= James Maurice Harrison =

James Maurice Harrison (13 February 1892 – 4 December 1971) was a British physician and amateur ornithologist. He studied the birds of the Kent region where he lived and took an interest in plumage aberrations and topics with close links to medicine. He also wrote a defence of George Bristow in the Hastings Rarities case. His son Jeffery also took an interest in birds.

Harrison was born to Kathleen Elizabeth Lakin and Frederick Angier Harrison who was a director at St Thomas Hospital. He studied at Malvern and Felsted before going to study medicine at St. Thomas' Hospital. In World War I he served as a navy surgeon and rose to the position of Surgeon Lieutenant. He was the sole officer to survive the sinking of Monitor 28 and received a Distinguished Service Cross for saving a marine. He moved to Sevenoaks in 1920 as a general practitioner until 1969. He also served as a resident surgeon at Sevenoaks Hospital.

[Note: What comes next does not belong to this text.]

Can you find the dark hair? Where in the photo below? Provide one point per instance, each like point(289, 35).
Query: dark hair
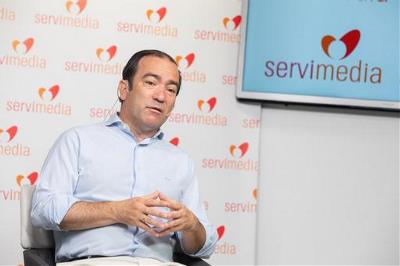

Harrison married Rita Graham Sorley in 1918 and they had a son, Jeffery Graham who also became an ornithologist. Harrison took an interest in birds and painting in his spare time. His first major bird study was on the avifauna of Macedonia. He then made numerous journeys to study birds in Europe and northern Africa. He also collected specimens and used his taxidermist skills to mount them in a home museum which later became the Harrison Institute.

Harrison's books include:
- The Birds of Kent (1953, in two volumes)
- Bristow and the Hastings Rarities Affair (1968)
- Bird Taxidermy (1964)

He also contributed to The Ornithologists' Guide (1956) and A New Dictionary of Birds (1964).